More than a half-million people between the ages of 18 and 24 get injured while under the influence each year, according to the National Institute on Alcohol Abuse and Alcoholism. Federal health officials say more than 1,800 die every year from alcohol-related unintentional injuries, including motor vehicle crashes.
Studies consistently find a link between alcohol and sexual assault on campus. Drinking by men increases the odds that they will perpetrate a sexual assault, and drinking by women increases their vulnerability. One studyfound a woman was 19 times more likely to be assaulted if she had had four or more drinks.
Harvard epidemiologist Elissa Weitzman wanted to know why some teenagers become binge drinkers in college, while others don't. She conducted a national survey of college freshmen. "The largest single factor that predicted the uptick of binge drinking for freshmen coming to college was the price they paid for a drink; it enormously increased their risk."
And, in most college towns, Weitzman says, the price is right: It's cheap.
"The way the bars compete is through volume discounts; they make alcohol very cheap at the per-drink level. The bar makes money through volume," she says. And that bargain price had a lot more to do with whether kids drank than public-health information about the dangers of alcohol.
Hence ladies night. Two-for-one night. "Specials" that appeal to young kids with fake IDs or who may not be carded to prove they're 21 and legally able to drink.
But those effects aren't inevitable, Weitzman says. When colleges partner with local communities to put rules in place and enforce them, college drinking decreases.
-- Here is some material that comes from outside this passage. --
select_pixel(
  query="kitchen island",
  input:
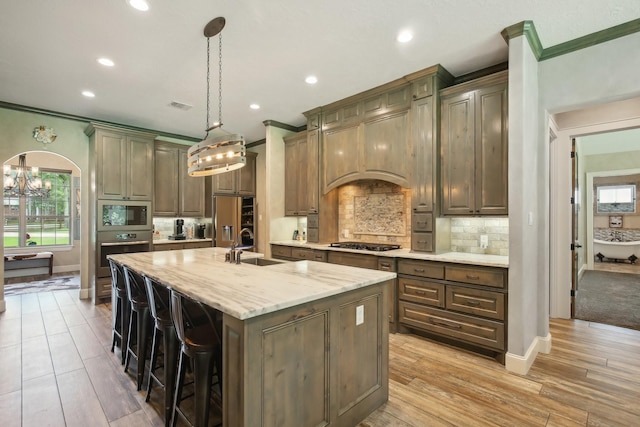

In one study, Weitzman looked at 10 universities with high binge drinking rates. When the schools and communities asked bars to reduce marketing and promotions that appealed to young people, worked with police to close down wild parties and prohibited alcohol ads in student newspapers, things changed.
Students actually drank less and reported fewer hangovers, missed classes or academic problems.
Vandalism went down. So did drunken driving and injuries. It's not clear whether sexual assault was reduced because so many cases weren't reported. Weitzman says the findings suggest that "communities absolutely have the power to change the environment around them."
And following the lead of designated drivers, with slogans like "friends don't let friends drive drunk," she suggests strategies like "friends don't let friends get out of control."